Speaker
Description
Despite long efforts on experimental and theoretical studies of nuclear reactions, it is still not possible to predict the cross sections of most reactions from the first principles, and therefore accurate measurements are still necessary in order to improve evaluated nuclear data files and to benchmark nuclear model codes. In particular, studies of neutron-induced reactions in medium-energy range are demanded by both fundamental research and applications.
Neutron-induced fission cross sections of $^{235}$U and $^{238}$U are widely used as standards for monitoring of neutron beams and fields.
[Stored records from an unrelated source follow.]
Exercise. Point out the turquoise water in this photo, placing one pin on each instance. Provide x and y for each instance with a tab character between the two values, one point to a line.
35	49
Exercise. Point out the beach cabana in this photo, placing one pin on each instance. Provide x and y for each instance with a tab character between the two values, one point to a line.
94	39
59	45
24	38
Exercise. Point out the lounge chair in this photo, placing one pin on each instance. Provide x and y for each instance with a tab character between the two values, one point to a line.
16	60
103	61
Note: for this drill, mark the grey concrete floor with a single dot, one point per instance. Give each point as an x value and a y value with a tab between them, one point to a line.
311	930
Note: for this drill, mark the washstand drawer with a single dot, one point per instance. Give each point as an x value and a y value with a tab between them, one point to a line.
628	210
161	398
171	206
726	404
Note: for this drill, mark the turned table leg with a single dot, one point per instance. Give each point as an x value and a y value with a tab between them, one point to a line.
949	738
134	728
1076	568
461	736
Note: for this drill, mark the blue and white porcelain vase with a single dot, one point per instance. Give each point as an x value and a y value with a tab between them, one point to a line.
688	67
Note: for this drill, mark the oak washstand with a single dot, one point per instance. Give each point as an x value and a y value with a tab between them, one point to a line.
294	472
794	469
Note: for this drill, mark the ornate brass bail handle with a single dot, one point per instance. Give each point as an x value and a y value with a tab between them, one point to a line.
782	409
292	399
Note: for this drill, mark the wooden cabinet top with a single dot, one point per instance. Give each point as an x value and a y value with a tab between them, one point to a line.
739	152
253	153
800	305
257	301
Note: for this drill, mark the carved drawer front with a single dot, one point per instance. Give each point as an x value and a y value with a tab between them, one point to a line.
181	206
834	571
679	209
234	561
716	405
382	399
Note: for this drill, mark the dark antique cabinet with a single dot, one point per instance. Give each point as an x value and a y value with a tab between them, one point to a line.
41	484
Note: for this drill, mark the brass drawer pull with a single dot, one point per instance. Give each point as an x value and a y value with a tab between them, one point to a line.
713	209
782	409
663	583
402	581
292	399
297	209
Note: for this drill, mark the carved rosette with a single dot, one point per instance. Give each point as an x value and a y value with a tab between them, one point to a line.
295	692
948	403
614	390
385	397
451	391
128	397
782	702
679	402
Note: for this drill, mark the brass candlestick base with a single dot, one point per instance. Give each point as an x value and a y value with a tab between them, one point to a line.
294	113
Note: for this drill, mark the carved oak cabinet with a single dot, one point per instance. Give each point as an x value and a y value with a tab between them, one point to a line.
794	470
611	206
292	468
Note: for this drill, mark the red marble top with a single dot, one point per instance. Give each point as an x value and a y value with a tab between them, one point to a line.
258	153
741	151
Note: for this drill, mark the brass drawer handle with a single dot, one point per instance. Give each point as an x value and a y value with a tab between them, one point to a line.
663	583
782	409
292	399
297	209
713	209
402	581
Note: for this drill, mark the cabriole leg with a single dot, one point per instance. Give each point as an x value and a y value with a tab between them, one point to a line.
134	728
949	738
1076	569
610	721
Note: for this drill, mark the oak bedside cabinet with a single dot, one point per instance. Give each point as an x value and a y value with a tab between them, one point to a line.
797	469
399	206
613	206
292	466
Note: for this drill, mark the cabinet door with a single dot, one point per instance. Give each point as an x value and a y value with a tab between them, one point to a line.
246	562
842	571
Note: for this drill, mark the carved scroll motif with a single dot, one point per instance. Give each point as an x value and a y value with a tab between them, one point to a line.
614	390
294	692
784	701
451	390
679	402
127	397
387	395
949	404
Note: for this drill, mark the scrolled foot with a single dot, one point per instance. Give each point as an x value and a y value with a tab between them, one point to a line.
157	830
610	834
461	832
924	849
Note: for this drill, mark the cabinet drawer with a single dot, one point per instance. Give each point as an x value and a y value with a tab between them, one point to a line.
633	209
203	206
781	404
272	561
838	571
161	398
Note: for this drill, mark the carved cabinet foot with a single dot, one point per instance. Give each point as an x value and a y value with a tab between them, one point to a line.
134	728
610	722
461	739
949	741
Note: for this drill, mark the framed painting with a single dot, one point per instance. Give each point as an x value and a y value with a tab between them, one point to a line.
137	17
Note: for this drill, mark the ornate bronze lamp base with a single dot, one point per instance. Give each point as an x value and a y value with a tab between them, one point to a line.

Nevertheless, there are few measurements above 20 MeV at an absolute scale, i.e., versus the H(n,n) scattering cross section, which is regarded as the primary neutron standard. Taking advantage of the high-intense white neutron beam under construction at the NFS (Neutrons For Science) facility at GANIL, we will measure the $^{235}$U and $^{238}$U fission cross sections relative to each other and to H(n,n) in a continuous energy range, from 1 to 40 MeV, and in a single measurement, thus canceling out systematic effects due to variations in the beam characteristics. Angular distributions of fission fragments, of interest for studying the states of the fissioning nuclei, will be also measured.
An upgraded version of the Medley setup will be used. It consisted originally of eight $\Delta$E-$\Delta$E-E telescopes, each composed of two Si detectors and one CsI(Tl) crystal, to detect and identify light ions. The new version will also include PPACs (Parallel Plate Avalanche Counter). Each PPAC will produce a fast signal when detecting a fission fragment, before its arrival to a front Si detector in a telescope. The energy of the incident neutron will be measured by the time-of-flight technique.
The first prototypes of the PPACs to be used at NFS have already been built in Uppsala and are being characterized using alpha decay and fission events from a $^{252}$Cf sample. During this talk, the status of the whole project will be shown, and the latest available results on PPAC characterization will be discussed.